Spammers have found a way to circumvent security measures at URL-shortening Websites that detect and remove malicious links. They are creating their own services on the .info domain, Symantec researchers found.
Symantec has identified more than 80 sites set up by spammers to shorten Website addresses, according to its latest “Intelligence Report” released Oct. 25. The services have been built using an open-source URL-shortening script that is publicly available.
Shortened URLs pose a security risk since users can’t tell if the link they are clicking on would direct them to a legitimate site or a malicious one. Besides the well-known sites such as bit.ly, many companies have launched their own URL shorteners, making it a challenge for users to keep track of the various services.
Sites like Twitter, which impose a character limit on what users post, have made these services popular, making it even more likely that users will click on a link without stopping to thinking about its potential destination. Most services would disable a link once notified that it was malicious, and Twitter has introduced its own shortening service, which checks the actual Website to see if it is potentially dangerous or included on various blacklists before generating a link.
“It is possible that spammers are setting up their own URL-shortening sites since legitimate URL-shortening sites, [which] have long suffered with abuse, have slightly improved their detection of spam and other malicious URLs,” Symantec researchers wrote in the October “Intelligence Report.”
All the Websites identified by Symantec so far appear to be hosted on several different IP addresses owned by a United Kingdom-based subsidiary of a large hosting company, which Symantec declined to name. All the domain names followed a similar naming pattern and were registered with contact information in Russia.
At the moment, the shortened links from these services appear to be included only in pharmaceutical spam.
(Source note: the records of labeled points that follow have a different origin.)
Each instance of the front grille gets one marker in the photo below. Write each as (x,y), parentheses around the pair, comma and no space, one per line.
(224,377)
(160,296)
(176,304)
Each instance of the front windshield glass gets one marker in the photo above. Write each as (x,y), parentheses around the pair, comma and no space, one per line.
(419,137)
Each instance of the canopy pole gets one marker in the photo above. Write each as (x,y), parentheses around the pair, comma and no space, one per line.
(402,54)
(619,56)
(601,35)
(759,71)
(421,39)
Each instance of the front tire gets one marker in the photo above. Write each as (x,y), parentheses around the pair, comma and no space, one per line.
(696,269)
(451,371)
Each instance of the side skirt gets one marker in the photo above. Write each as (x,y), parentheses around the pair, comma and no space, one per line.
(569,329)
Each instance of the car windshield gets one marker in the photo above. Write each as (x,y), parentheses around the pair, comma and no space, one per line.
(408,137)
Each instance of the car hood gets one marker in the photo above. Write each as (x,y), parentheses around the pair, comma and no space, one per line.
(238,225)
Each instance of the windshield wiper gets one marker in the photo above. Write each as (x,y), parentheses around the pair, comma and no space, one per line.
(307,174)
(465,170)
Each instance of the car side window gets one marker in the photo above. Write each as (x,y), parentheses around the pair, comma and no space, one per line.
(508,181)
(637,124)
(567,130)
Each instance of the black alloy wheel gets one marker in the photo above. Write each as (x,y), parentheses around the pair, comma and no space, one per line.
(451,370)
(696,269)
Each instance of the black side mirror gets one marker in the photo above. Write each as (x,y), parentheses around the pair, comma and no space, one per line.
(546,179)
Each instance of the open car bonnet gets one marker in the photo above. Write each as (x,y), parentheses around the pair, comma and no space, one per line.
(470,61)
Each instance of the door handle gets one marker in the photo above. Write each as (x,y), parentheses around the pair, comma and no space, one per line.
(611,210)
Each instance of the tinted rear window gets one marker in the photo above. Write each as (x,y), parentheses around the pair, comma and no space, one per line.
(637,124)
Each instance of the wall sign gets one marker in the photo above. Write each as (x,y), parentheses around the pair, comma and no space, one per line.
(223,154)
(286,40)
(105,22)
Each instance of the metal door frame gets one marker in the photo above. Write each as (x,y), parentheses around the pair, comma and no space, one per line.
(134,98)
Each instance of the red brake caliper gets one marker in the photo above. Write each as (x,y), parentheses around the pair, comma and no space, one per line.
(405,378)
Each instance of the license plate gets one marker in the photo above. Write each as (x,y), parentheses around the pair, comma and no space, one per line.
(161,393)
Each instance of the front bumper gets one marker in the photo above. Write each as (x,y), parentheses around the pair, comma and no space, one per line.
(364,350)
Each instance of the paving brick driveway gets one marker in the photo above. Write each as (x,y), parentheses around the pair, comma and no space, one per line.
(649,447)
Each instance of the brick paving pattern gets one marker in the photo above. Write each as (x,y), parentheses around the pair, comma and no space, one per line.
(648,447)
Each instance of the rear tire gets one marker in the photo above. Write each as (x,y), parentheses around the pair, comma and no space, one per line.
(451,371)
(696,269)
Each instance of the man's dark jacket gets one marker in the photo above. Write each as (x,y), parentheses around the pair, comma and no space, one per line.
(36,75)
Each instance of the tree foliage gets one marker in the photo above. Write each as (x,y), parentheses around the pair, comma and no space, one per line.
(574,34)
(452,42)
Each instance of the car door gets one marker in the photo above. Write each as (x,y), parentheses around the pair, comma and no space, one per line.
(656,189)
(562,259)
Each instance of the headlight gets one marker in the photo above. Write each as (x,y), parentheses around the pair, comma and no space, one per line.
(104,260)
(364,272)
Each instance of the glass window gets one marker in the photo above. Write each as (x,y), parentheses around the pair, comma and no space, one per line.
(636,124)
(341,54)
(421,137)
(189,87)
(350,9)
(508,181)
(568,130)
The subject lines vary, or may even be blank, but the message body generally always contained a shortened link generated by the spammer’s service. The link would then direct users to a pharmaceutical spam site, according to Symantec.
This new tactic is most likely in response to vast improvements in spam detection by popular URL-shortening sites. This was “yet another example” of cyber-criminals adopting new technology to bypass traditional security measures, Bradley Anstis, vice-president of technical strategy at M86, told eWEEK.
Spammers have switched to putting in shortened links, either generated by malicious or legitimate services, in spam messages to bypass anti-spam filters, which may have difficulty detecting which of the links are actually dangerous, according to Anstis.
“A lot of the traditional anti-spam engines were developed before Twitter, so they are not geared up to recognize embedded URLs as seen in blended email threats in spam, let alone shortened URLs that link to malicious, or compromised Web pages,” Anstis said.
Despite these new tactics, spam levels have been declining. Symantec reported in its monthly report that the global ratio of spam in email traffic was 74 percent, or one in 1.35 messages, a 0.6 percent dip since September. Nearly one in 236 emails contained malware, a 0.11 percent decline since last month, but phishing attempts were slightly up (about 0.07 percent), to one in 343 emails.